Last November, when Malik showed up at our kitchen table to do his homework, mountains of homework that would hopefully salvage the first semester of his senior year, the memory of their soothing grooves came flooding back, first to my fingers and then to my consciousness. His is not my story to tell, but suffice it to say that he had more to worry about on the tip of his pinky finger than I have had in all of my years. Something in my core being recognized something in his core being, call it a disbelief in what is called the order of things when clearly there is no order. Before taking him back to where he was staying, I tore the house apart looking for those monkeys, forgetting that they had been watching me from their perch. Perhaps they heard my desperation and beckoned me from the the shelf. I rescued them and pressed them into his hand before he got out of the car. Neither he nor I officially believe in the magical powers of objects, but I told him that these monkeys had comforted me during a time of great distress, a time when I could not understand the mysteries of the cosmos but desperately wanted to. For what it was worth, I could sense that he needed some kind of similar comfort.

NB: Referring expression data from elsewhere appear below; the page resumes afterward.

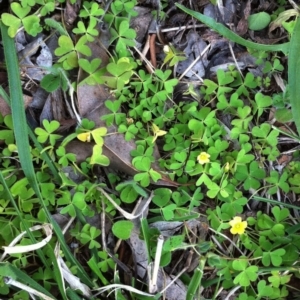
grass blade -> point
(22, 141)
(293, 73)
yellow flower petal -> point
(157, 132)
(84, 137)
(203, 158)
(237, 225)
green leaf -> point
(20, 11)
(32, 25)
(122, 229)
(12, 22)
(259, 21)
(98, 157)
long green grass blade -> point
(293, 73)
(230, 35)
(22, 141)
(44, 154)
(8, 270)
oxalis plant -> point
(220, 166)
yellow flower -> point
(157, 132)
(203, 158)
(237, 225)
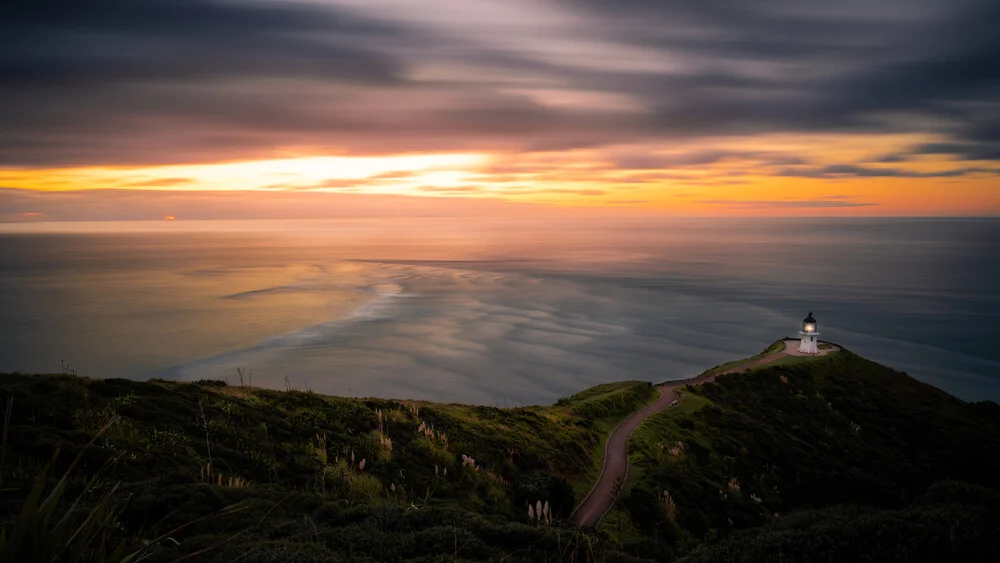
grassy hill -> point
(837, 459)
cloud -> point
(828, 202)
(835, 171)
(158, 182)
(198, 80)
(128, 204)
(451, 189)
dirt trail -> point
(602, 496)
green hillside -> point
(836, 459)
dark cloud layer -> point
(118, 81)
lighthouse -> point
(809, 332)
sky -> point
(124, 109)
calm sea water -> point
(494, 310)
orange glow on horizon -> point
(746, 177)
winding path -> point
(600, 499)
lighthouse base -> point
(808, 344)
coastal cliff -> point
(834, 458)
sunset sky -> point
(129, 109)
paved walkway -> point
(600, 499)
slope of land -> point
(834, 459)
(614, 468)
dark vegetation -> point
(836, 459)
(291, 475)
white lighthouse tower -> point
(809, 332)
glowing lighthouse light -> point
(809, 334)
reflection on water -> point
(522, 311)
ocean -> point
(494, 311)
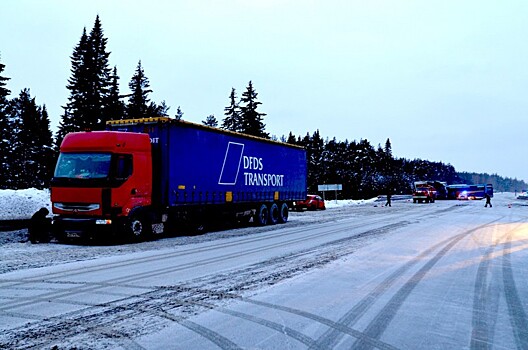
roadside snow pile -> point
(22, 204)
(348, 202)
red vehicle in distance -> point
(312, 202)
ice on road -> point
(446, 275)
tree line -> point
(28, 149)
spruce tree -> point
(115, 108)
(138, 101)
(89, 85)
(75, 111)
(210, 121)
(25, 116)
(232, 120)
(179, 114)
(100, 77)
(44, 152)
(252, 123)
(5, 131)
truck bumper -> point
(85, 228)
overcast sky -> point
(443, 80)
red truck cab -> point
(424, 193)
(101, 180)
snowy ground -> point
(358, 275)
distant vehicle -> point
(312, 202)
(424, 193)
(523, 195)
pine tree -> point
(89, 85)
(138, 100)
(251, 119)
(44, 152)
(232, 120)
(100, 77)
(210, 121)
(154, 110)
(115, 108)
(179, 114)
(5, 131)
(74, 115)
(25, 116)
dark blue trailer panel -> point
(195, 164)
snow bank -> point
(21, 204)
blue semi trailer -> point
(160, 175)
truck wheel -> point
(262, 215)
(284, 212)
(274, 214)
(137, 228)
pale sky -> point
(443, 80)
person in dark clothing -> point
(39, 227)
(488, 200)
(389, 197)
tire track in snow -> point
(382, 320)
(485, 302)
(516, 311)
(79, 317)
(80, 314)
(330, 338)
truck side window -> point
(124, 166)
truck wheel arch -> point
(137, 225)
(274, 213)
(283, 213)
(262, 215)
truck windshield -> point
(83, 165)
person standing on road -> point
(39, 227)
(389, 197)
(488, 200)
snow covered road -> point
(443, 275)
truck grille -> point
(77, 207)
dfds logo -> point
(253, 167)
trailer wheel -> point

His dream, his vision for his life, did not seem to match what the universe had laid out in front of him. It was speaking and showing him its evil ways, or at least its most disagreeable ways. Despite this, he seemed to avoid speaking any evil about his future. I think now the axiom must be a kind of conditional statement lost in the truncated rhythm of the command. If we can keep from listening to the evil around us, keep from seeing life as evil, then we will not speak evil into existence. What we allow ourselves to perceive and receive will directly impact what we generate. Concentrating on disagreeable things will cause us to continue the production of disagreeable things. But if we can protect ourselves from the evils around us, that is where our hope resides. And no one can protect us but ourselves, not even the monkeys. They serve only as a reminder that we can, even in the midst of great destruction and misfortune, become agents of our own fate through intentional action.
In Everything is Illuminated, Lista is the sole survivor and keeper of the memories and artifacts of a community destroyed by Nazi soldiers. When a young man comes looking for answers about his grandparents’ past, she tells Jonathan that the buried engagement ring, “does not exist for you. You exist for the ring. The ring is not in case of you. You are in case of the ring.” That scene has haunted me, needling at my understanding, for years. I think I am coming to an understanding of her words. The monkeys did not exist for me to find them, but I exist to learn from them and move them to their next place in this world. Malik exists to be a vessel of this same idea, and already he is moving the monkeys.
An 18-year-old young man loses many things. Keys, phone chargers, innocence, papers. But when we arrived at the tiny dorm room in Iowa that will be his home for the summer, Malik fished around in his pocket, pulled out those monkeys, and balanced them on top of his mini fridge. I hope they remind him to stay anchored to a reality where he is in charge, if not of the events that happen around him, at least of his interaction with and reaction to those events. Seeing, hearing, and speaking beauty and wonder into this world, we will prevail.